I have not used Trainer in huggingface before, so I'm not sure what the problem would be. You may also consider using pytorch_lightning, which is used in 'script/primera_hf_main.py'. If you want to use Trainer, you can still refer to the training part in the script to see how to use the model to train. As for the evaluation, you can check the notebook Evaluation_Example.ipynb

mdabedr commented 2 years ago

is the max length input and output variable based on the target dataset, i.e. if training on a new dataset, do we assign these values ourselves from summary stats?

JohnGiorgi commented 2 years ago

Hi! I modified the official run_summarization.py script from HuggingFace and was able to fine-tune PRIMERA models with it. Figured I would share that script if it's useful to anyone else: https://gist.github.com/JohnGiorgi/8c7dcabd3ee8a362b9174c5d145029ab.

The main differences are:

  1. Truncate each document independently to length max_length // num_docs
  2. Add a global_attention_mask to the model_inputs, which is 1 for the bos_token and special "<doc-sep>" token, but 0 elsewhere.

You use the script the same way as the original run_summarization.py script, except you provide "allenai/PRIMERA-*" as the model_name_or_path.

zhangzx-uiuc commented 2 years ago

Hi @JohnGiorgi, did you encounter a problem where all the predictions becomes "" after a few hundreds steps of fine-tuning? I met this problem with both allenai/led-large-16384 and allenai/PRIMERA. (My issue was exactly the same with this one: https://github.com/huggingface/transformers/issues/18190)

JohnGiorgi commented 2 years ago

I did have the issue quite a while ago, and it has disappeared for me. There was a bug a while back where the Seq2SeqTrainer function was not taking into account the global_attention_mask which may have been the problem? Might be worth updating transformers to the latest version (if you haven't already) and trying again.
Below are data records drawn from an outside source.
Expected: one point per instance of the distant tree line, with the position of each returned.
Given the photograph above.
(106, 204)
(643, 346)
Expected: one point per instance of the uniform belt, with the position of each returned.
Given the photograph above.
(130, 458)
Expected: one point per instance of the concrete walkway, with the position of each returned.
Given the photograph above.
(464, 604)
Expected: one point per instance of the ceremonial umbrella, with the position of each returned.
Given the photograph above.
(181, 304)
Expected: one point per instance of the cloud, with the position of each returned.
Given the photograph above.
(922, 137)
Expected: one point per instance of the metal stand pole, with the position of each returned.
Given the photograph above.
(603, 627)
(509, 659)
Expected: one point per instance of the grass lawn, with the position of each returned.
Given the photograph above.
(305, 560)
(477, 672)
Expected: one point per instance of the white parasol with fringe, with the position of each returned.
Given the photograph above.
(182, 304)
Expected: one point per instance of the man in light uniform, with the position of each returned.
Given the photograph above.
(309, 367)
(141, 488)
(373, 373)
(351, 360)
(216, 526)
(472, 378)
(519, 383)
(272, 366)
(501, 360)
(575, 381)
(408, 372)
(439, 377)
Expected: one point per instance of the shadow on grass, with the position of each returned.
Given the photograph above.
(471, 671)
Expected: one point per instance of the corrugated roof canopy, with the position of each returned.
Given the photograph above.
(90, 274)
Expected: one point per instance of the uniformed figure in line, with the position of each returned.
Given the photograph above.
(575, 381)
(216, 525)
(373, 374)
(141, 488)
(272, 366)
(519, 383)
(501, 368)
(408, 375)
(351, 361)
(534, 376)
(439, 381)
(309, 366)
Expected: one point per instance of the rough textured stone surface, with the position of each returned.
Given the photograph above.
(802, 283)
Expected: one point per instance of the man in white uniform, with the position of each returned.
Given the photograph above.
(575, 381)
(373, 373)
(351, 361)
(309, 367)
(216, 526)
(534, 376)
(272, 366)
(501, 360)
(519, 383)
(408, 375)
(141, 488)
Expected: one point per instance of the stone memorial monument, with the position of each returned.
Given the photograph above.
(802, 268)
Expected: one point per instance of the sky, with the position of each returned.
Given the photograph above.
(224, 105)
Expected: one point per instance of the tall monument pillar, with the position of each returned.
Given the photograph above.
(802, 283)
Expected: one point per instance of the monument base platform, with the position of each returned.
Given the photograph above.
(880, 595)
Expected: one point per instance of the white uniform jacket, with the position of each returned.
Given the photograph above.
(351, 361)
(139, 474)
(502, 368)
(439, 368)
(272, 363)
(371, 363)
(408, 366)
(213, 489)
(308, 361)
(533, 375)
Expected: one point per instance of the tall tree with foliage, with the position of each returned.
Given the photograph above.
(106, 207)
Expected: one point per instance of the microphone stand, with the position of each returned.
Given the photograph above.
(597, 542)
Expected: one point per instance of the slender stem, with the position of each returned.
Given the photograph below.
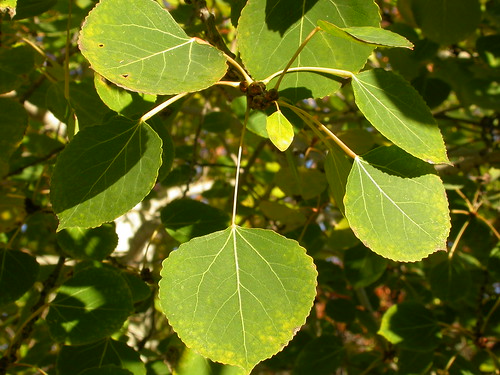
(299, 50)
(458, 238)
(336, 139)
(239, 67)
(238, 166)
(228, 83)
(162, 106)
(318, 69)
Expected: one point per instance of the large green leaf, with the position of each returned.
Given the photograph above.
(186, 218)
(104, 172)
(279, 130)
(90, 306)
(337, 169)
(411, 326)
(321, 356)
(18, 273)
(238, 296)
(88, 244)
(399, 113)
(367, 34)
(270, 31)
(138, 45)
(74, 359)
(396, 205)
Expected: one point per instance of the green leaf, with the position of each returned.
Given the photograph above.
(186, 218)
(74, 359)
(367, 34)
(399, 113)
(8, 6)
(18, 273)
(126, 103)
(337, 169)
(267, 40)
(238, 296)
(114, 163)
(14, 120)
(279, 130)
(450, 280)
(89, 306)
(411, 326)
(137, 44)
(362, 267)
(321, 356)
(447, 21)
(396, 205)
(88, 244)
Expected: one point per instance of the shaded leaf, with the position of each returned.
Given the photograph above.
(18, 273)
(362, 267)
(279, 130)
(104, 172)
(396, 205)
(88, 244)
(74, 359)
(268, 39)
(14, 120)
(321, 356)
(411, 326)
(186, 218)
(238, 296)
(367, 34)
(31, 8)
(89, 306)
(399, 113)
(447, 21)
(138, 45)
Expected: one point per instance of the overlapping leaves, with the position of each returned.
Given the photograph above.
(238, 296)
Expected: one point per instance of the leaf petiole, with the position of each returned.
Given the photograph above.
(318, 69)
(162, 106)
(303, 114)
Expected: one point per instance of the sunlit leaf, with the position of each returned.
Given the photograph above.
(18, 273)
(270, 31)
(13, 120)
(362, 266)
(396, 205)
(411, 326)
(186, 218)
(88, 244)
(279, 130)
(399, 113)
(89, 306)
(238, 296)
(138, 45)
(367, 34)
(104, 172)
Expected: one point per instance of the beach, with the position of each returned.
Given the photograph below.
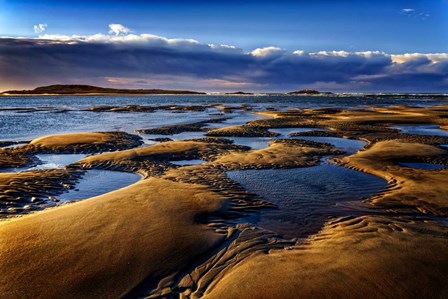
(194, 224)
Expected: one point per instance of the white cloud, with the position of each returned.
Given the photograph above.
(299, 52)
(118, 29)
(267, 51)
(330, 53)
(39, 28)
(433, 57)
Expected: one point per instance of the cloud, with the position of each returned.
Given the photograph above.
(267, 51)
(39, 28)
(146, 60)
(118, 29)
(411, 12)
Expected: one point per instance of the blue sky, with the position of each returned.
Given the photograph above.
(390, 27)
(309, 25)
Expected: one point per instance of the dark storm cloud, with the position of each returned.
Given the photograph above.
(92, 59)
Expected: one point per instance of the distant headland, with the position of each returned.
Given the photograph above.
(86, 90)
(60, 89)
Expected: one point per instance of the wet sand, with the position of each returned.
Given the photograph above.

zhangzx-uiuc commented 2 years ago

Hi @JohnGiorgi, thanks for your reply! However I am still having this problem of running your provided script (https://gist.github.com/JohnGiorgi/8c7dcabd3ee8a362b9174c5d145029ab) with the newest version of transformers==4.21.0.dev0. I used the following command to run (on a 8*32GB V100 EC2 instance):

python run_summarization.py \
    --model_name_or_path allenai/PRIMERA \
    --do_train \
    --do_eval \
    --dataset_name multi_news \
    --dataset_config "3.0.0" \
    --source_prefix "summarize: " \
    --output_dir ./outputs \
    --per_device_train_batch_size=4 \
    --per_device_eval_batch_size=4 \
    --overwrite_output_dir \
    --predict_with_generate

The evaluation results are:

***** eval metrics *****
  epoch                   =        3.0
  eval_gen_len            =      128.0
  eval_loss               =     2.0331
  eval_rouge1             =        0.0
  eval_rouge2             =        0.0
  eval_rougeL             =        0.0
  eval_rougeLsum          =        0.0
  eval_runtime            = 0:11:05.88
  eval_samples            =       5621
  eval_samples_per_second =      8.441
  eval_steps_per_second   =      0.264

Not sure what causes this problem but there must still be something wrong with the generation method in huggingface implementations. But anyway, thanks much for your script and it is really helpful.